A 404 error page is a landing page that appears when something goes wrong with your website, preventing visitors from accessing it. This page type responds to a standard HTTP error code that informs visitors about the unavailability of your site or webpage on the server. Yes, it is a client-side error, which may be caused by many factors, including:
- The removal or relocation of a webpage
- A mistyped URL
- An URL that is not updated
Why You Should Have a 404 Page
If you have a website, you don’t want any of your pages to be inaccessible. However, no website is immune to issues, not even one. And while you can put the best foot forward to minimize the frequency of a 404 page error, the truth is, you can’t remove the need for the page. Thus, it is better to have a well-designed 404 page that will not leave your visitors confused when your webpage is inaccessible. That could change an otherwise bad user experience into a good one and help build trust with users.

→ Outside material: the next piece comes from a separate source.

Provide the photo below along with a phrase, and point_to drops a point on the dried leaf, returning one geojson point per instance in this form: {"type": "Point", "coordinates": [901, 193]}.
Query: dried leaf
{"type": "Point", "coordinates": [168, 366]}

What to Include on Your 404 Page
Although 404 pages may vary from one brand to another, at a bare minimum, your page should have the following elements:
An error message: Your users will really appreciate it if you left them a notice allowing them to immediately realize that they have landed on an error page. A polite message like, ‘’Sorry, the page you’re trying to access is not available right now, try again later’’ would be fine.
Link(s) to your other pages: Two or three links should help your visitors find something interesting while keeping your traffic loss low.

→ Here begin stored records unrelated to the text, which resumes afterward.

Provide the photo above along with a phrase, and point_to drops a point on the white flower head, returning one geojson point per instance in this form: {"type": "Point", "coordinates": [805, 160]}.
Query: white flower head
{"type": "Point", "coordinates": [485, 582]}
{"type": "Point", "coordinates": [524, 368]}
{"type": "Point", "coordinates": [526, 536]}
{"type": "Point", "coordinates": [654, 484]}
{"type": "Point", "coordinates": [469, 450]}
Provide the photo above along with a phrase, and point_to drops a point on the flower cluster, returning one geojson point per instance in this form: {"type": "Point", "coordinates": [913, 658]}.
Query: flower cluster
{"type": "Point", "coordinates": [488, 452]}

Your brand logo: Trying to run away from the mistake won’t help; own it even if you’re not the one responsible for it. You can do this by putting your brand logo on your 404 page.
A call to action: Your 404 page is essentially a landing page, so it would help if you applied some landing page elements, including a search box, a signup button, or a download button.
A comic relief: A light touch tends to be welcome on an error page. However, don’t go big on this as it may turn out to be counterproductive.